The Gene represents the smallest meaningful unit of genetic code. Because it is designed for concurrent operations, it must be allocated on the heap. The sync.RWMutex provides thread safety. Copy is used to allocate a copy of the object with a new sync.RWMutex but copied values for Name and Bases. Insert, Append, InsertSequence, Delete, DeleteSequence, and Substitute are mutations that occur in biological systems. Recombine mixes the genetic material with another parent Gene and returns a child and an error if the input was bad. ToMap and GeneFromMap serialize and deserialize from a map; the idea was to enable easy JSON compatibility. Sequence and GeneFromSequence serialize and deserialize from the underlying slice of T, discarding the Name in the process.

Nucleosome

  • type Nucleosome[T Ordered] struct
    • Name string
    • Genes []Gene[T]
    • Mu sync.RWMutex
    • func (n *Nucleosome[T]) Copy() *Nucleosome[T]
    • func (n *Nucleosome[T]) Insert(index int, base T) error
    • func (n *Nucleosome[T]) Append(base T) error
    • func (n *Nucleosome[T]) InsertSequence(index int, sequence []T) error
    • func (n *Nucleosome[T]) Delete(index int) error
    • func (n *Nucleosome[T]) DeleteSequence(index int, size int) error
    • func (n *Nucleosome[T]) Substitute(index int, base T) error
    • func (n *Nucleosome[T]) Recombine(other *Nucleosome[T], indices []int, options RecombineOptions) (*Nucleosome[T], error)
    • func (n *Nucleosome[T]) ToMap() map[string][]T
    • func (n *Nucleosome[T]) Sequence(separator []T) []T
  • func MakeNucleosome[T Ordered](options MakeOptions[T]) (*Nucleosome[T], error)
  • func NucleosomeFromMap[T Ordered](serialized map[string][]map[string][]T) *Nucleosome[T]
  • func NucleosomeFromSequence[T Ordered](sequence []T, separator []T) *Nucleosome[T]

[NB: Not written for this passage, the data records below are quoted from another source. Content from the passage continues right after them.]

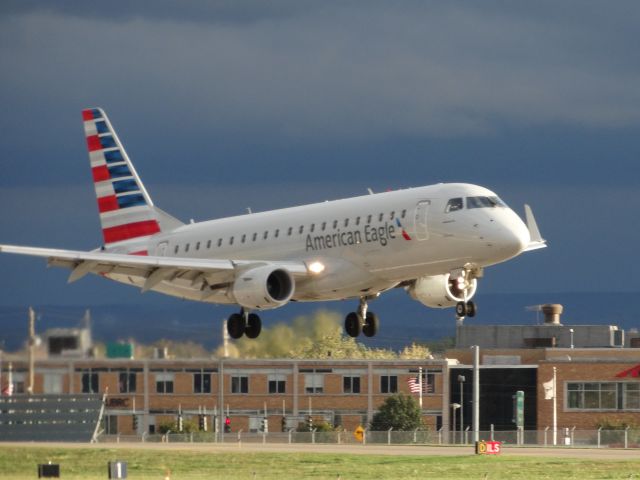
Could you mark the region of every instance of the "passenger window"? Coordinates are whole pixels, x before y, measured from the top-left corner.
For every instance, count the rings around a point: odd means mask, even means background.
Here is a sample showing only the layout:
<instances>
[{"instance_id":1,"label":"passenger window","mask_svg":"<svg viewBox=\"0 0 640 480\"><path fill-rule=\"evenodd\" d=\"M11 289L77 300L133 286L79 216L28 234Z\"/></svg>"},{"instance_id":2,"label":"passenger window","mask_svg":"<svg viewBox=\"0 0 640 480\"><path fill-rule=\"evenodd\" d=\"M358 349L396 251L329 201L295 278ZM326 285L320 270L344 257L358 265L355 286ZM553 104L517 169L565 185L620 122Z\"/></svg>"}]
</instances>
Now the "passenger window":
<instances>
[{"instance_id":1,"label":"passenger window","mask_svg":"<svg viewBox=\"0 0 640 480\"><path fill-rule=\"evenodd\" d=\"M447 202L447 207L444 209L445 213L455 212L457 210L462 210L462 198L452 198Z\"/></svg>"}]
</instances>

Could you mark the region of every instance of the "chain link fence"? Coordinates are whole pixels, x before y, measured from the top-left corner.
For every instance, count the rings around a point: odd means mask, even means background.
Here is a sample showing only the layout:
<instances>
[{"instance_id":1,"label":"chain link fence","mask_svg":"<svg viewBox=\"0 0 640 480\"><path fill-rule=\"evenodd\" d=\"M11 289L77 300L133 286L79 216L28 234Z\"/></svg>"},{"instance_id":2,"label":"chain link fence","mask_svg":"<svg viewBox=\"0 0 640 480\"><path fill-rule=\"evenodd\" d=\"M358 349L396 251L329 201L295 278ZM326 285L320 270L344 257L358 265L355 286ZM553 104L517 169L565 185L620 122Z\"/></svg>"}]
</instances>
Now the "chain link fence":
<instances>
[{"instance_id":1,"label":"chain link fence","mask_svg":"<svg viewBox=\"0 0 640 480\"><path fill-rule=\"evenodd\" d=\"M555 438L554 438L555 437ZM640 449L640 429L620 430L577 430L559 428L554 435L552 429L545 430L489 430L479 432L480 440L496 440L503 445L546 446L578 448L638 448ZM554 441L555 440L555 441ZM400 432L369 431L361 435L349 431L333 432L233 432L216 434L213 432L167 433L164 435L106 435L99 442L165 442L165 443L296 443L296 444L374 444L374 445L472 445L473 432L447 432L444 430L414 430Z\"/></svg>"}]
</instances>

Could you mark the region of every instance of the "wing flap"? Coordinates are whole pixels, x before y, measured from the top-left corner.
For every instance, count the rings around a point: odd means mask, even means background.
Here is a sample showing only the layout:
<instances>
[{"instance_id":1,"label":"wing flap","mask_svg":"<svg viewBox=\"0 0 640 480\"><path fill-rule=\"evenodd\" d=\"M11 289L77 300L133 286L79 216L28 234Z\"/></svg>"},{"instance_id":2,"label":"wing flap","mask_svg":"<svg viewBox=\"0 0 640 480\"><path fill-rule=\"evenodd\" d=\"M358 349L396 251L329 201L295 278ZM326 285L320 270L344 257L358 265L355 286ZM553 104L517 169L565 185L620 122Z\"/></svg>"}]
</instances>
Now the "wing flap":
<instances>
[{"instance_id":1,"label":"wing flap","mask_svg":"<svg viewBox=\"0 0 640 480\"><path fill-rule=\"evenodd\" d=\"M308 276L304 262L267 260L227 260L181 257L156 257L108 253L101 250L83 252L53 248L0 245L0 252L44 257L48 265L70 268L69 282L74 282L89 273L120 274L145 280L143 291L151 290L163 281L177 278L193 283L219 285L232 282L238 270L259 265L275 265L288 270L294 276Z\"/></svg>"}]
</instances>

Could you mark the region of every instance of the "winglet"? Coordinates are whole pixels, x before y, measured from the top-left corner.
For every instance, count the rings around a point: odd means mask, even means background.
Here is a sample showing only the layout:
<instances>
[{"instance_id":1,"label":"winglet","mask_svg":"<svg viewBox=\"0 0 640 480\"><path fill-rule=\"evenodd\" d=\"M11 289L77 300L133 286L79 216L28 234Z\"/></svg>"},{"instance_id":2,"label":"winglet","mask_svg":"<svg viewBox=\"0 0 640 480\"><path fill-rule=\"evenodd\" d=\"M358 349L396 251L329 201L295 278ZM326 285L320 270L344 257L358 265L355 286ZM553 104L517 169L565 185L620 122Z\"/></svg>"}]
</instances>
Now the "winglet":
<instances>
[{"instance_id":1,"label":"winglet","mask_svg":"<svg viewBox=\"0 0 640 480\"><path fill-rule=\"evenodd\" d=\"M533 211L529 205L524 206L524 216L527 222L527 228L529 229L529 236L531 241L527 248L525 248L525 252L530 250L537 250L538 248L545 248L547 246L547 241L542 238L540 234L540 230L538 229L538 224L536 223L536 219L533 216Z\"/></svg>"}]
</instances>

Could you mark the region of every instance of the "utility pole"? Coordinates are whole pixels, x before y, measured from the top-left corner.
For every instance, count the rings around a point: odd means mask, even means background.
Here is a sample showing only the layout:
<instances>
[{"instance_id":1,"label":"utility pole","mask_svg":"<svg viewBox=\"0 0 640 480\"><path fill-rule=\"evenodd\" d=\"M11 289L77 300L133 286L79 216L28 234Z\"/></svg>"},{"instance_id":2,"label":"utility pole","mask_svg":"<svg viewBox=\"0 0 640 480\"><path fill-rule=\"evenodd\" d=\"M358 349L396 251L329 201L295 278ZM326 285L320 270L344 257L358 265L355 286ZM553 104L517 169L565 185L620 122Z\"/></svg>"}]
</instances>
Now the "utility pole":
<instances>
[{"instance_id":1,"label":"utility pole","mask_svg":"<svg viewBox=\"0 0 640 480\"><path fill-rule=\"evenodd\" d=\"M480 347L473 347L473 442L480 440Z\"/></svg>"},{"instance_id":2,"label":"utility pole","mask_svg":"<svg viewBox=\"0 0 640 480\"><path fill-rule=\"evenodd\" d=\"M36 348L36 314L33 308L29 307L29 386L27 393L33 395L33 378L35 370L35 348Z\"/></svg>"}]
</instances>

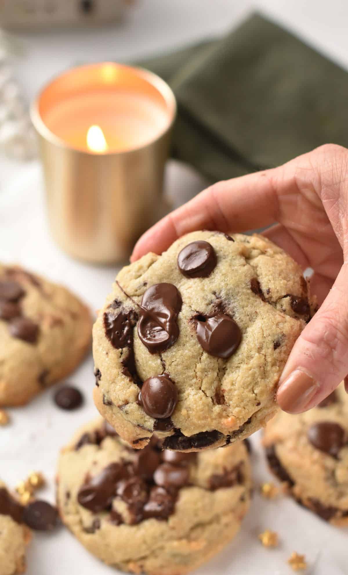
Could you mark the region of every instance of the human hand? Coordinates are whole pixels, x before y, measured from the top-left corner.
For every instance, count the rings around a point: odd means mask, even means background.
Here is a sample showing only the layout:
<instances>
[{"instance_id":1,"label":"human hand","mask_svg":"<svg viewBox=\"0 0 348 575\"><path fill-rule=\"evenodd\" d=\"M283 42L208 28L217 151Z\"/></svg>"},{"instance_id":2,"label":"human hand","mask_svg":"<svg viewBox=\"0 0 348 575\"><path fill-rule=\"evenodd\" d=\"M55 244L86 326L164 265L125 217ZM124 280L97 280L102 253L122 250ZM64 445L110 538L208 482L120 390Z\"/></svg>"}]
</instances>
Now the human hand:
<instances>
[{"instance_id":1,"label":"human hand","mask_svg":"<svg viewBox=\"0 0 348 575\"><path fill-rule=\"evenodd\" d=\"M317 405L348 374L348 150L326 144L274 168L219 182L166 216L131 258L161 254L198 229L264 235L314 273L320 309L296 341L277 400L289 413ZM346 388L348 392L348 389Z\"/></svg>"}]
</instances>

The Nucleosome is a collection of related Genes. It has similar features to the Gene, with the notable difference that Genes will be separated by the supplied separator []T.

Chromosome

  • type Chromosome[T Ordered] struct
    • Name string
    • Nucleosomes []Nucleosome[T]
    • Mu sync.RWMutex
    • func (c *Chromosome[T]) Copy() *Chromosome[T]
    • func (c *Chromosome[T]) Insert(index int, base T) error
    • func (c *Chromosome[T]) Append(base T) error
    • func (c *Chromosome[T]) InsertSequence(index int, sequence []T) error
    • func (c *Chromosome[T]) Delete(index int) error
    • func (c *Chromosome[T]) DeleteSequence(index int, size int) error
    • func (c *Chromosome[T]) Substitute(index int, base T) error
    • func (c *Chromosome[T]) Recombine(other *Chromosome[T], indices []int, options RecombineOptions) (*Chromosome[T], error)
    • func (c *Chromosome[T]) ToMap() map[string][]T
    • func (c *Chromosome[T]) Sequence(separator []T) []T
  • func MakeChromosome[T Ordered](options MakeOptions[T]) (*Chromosome[T], error)
  • func ChromosomeFromMap[T Ordered](serialized map[string][]map[string][]map[string][]T) *Chromosome[T]
  • func ChromosomeFromSequence[T Ordered](sequence []T, separator []T) *Chromosome[T]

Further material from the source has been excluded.